Sunday, November 27, 2011

Just Be


Just Be!

I strive to be all of the above.  Some days the "be still" eludes me.  That is the most important of the "be" word.  When I fail to be still, then I miss my time to soak my whole being with God's Word and His presence.

"Be humble" that another battle that I face.  I really struggle to remain humble most of the time.  Not that I don't want to, but my flesh wants that recognition and praise.  Like I go around patting myself on the back if no one else offers to pat it for me.  This is not the way God instructs me to live my life.

It is easy for me to "be grateful".  These past several months has really taught me that regardless of our circumstances, I have so very, very much to be grateful for. 

I think I can "be smart", however, that is open for discussion.

I can "be involved" but sadly,  not involved enough.  I wonder, how can I complain about happenings, events and people of this world not changing, when change begins by people being involved.

I also find it easy to "be true".  I have never liked people that are not truthful.  I don't have problems being true to my spouse or true to my friends and family.  True and truth are a part of me.

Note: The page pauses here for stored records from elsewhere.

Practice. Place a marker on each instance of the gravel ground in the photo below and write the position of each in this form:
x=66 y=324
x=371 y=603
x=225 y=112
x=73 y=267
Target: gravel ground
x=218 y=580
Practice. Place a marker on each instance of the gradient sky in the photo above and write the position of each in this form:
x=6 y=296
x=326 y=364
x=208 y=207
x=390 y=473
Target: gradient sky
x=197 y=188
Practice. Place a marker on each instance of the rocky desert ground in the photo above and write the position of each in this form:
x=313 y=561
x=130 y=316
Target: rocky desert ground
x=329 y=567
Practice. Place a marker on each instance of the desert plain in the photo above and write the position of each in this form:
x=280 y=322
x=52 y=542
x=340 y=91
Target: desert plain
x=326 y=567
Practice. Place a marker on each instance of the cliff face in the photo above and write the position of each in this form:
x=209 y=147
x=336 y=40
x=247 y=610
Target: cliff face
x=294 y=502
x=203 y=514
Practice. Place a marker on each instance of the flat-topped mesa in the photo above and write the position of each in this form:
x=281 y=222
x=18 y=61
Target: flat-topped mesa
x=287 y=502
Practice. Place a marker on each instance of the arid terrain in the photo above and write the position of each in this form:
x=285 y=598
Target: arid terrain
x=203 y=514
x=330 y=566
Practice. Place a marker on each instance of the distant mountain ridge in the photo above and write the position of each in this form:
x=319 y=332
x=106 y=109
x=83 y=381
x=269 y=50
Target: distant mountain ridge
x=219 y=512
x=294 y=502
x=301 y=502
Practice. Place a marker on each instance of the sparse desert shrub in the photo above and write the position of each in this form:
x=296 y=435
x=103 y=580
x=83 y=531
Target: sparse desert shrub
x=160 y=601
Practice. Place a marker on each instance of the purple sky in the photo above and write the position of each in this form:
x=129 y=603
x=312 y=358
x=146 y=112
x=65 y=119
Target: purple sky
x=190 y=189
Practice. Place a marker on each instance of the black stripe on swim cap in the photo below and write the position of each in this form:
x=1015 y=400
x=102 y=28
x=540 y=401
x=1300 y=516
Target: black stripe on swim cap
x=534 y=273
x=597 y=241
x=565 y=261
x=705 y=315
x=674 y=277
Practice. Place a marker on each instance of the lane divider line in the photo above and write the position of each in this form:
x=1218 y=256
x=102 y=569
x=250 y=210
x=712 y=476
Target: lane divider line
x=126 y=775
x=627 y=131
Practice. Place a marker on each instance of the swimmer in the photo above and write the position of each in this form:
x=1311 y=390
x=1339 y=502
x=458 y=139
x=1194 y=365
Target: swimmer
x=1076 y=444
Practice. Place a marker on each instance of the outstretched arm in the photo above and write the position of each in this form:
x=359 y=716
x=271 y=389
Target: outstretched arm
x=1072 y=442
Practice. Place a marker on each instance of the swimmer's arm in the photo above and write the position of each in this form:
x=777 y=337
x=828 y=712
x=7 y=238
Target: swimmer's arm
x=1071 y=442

To "be prayerful" is my second nature.  I live most of my day in a prayerful state.  No, I don't mean that I am in a head bowed, hands folded, standing still position, but, I am in a ongoing conversation with God most all of the day.  I truly have a open line of communication with my Father.

To "be clean" to me means to be clean in mind and spirit.  This is tough sometimes because when someone upsets me, I automatically have to fight unclean thoughts about that person. 

So, there is definitely an unfinished work in me.  Some of the construction God does, the rest is up to me.  I certainly have work to do.